Single- and double-step ligand interaction with receptors
A patch of sensory membrane uniformly covered with identical receptors R is considered (total concentration N). Ligand molecules L can bind to R and create various complexes. The number of different forms creating the bound class depends on the complexity of the model (Lauffenburger and Linderman, 1993). Here only two forms are considered.
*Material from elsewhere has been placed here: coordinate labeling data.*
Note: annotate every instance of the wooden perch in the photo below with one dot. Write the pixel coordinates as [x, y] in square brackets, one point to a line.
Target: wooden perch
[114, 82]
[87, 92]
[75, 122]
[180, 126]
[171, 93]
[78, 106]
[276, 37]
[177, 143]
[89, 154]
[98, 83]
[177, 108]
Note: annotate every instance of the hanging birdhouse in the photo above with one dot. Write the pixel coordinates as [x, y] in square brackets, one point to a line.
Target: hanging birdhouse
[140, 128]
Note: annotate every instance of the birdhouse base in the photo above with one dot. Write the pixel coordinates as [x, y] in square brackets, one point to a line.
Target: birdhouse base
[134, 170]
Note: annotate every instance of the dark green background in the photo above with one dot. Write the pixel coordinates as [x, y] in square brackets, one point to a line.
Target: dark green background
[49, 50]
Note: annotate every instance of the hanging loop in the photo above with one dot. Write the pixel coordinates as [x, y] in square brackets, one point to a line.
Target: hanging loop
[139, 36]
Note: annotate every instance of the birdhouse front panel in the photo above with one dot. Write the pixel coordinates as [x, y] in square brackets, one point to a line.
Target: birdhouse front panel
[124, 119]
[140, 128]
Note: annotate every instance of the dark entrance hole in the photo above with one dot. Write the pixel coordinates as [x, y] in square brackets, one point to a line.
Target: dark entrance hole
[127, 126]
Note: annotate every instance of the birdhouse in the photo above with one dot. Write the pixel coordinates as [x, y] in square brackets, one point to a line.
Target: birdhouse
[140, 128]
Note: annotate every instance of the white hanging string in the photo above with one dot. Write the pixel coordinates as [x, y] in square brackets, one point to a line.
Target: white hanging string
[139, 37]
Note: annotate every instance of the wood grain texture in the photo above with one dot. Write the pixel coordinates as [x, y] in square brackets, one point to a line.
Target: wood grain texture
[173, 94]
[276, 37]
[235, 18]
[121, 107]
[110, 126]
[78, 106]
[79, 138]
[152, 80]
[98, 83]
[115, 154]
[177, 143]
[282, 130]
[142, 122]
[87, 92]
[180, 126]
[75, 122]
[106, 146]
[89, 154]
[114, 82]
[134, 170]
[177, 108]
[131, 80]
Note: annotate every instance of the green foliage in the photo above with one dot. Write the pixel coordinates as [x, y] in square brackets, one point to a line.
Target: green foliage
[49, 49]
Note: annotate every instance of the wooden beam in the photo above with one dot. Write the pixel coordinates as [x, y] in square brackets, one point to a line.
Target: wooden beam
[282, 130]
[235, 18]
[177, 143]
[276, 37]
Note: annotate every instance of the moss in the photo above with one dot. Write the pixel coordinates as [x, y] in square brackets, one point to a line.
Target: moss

In the single-step interaction (Table 2, CD1, FD1 and GFD1), the neuron response is triggered by the binding of the ligand to the receptor, forming a ligand–receptor complex denoted by C. In the double-step interaction (Table 2, CD2, FD2 and GFD2), binding of the ligand is not sufficient to trigger the response; the bound complex must go through an additional step, which can correspond to an allosteric or covalent modification, to produce an activated complex C*. These interactions are characterized by two parameters (rate constants k1 and k–1; see Table 1) in the single-step case, where k1 characterizes the velocity of the association between the receptor and ligand and k–1 the velocity of the breakdown of the receptor–ligand complex C, and four parameters (rate constants k1, k–1, k2 and k–2) in the double-step case, where k2 characterizes the activation of C in C* and k–2 the deactivation of C* in C. The concentrations of C in single-step models and C* in double-step ones are the main variables studied in this paper. Both are referred to as the signaling complexes. The time 
t to reach any predefined level S after a stimulation onset, e.g. the concentration S of signaling complexes needed to trigger an action potential, is also studied.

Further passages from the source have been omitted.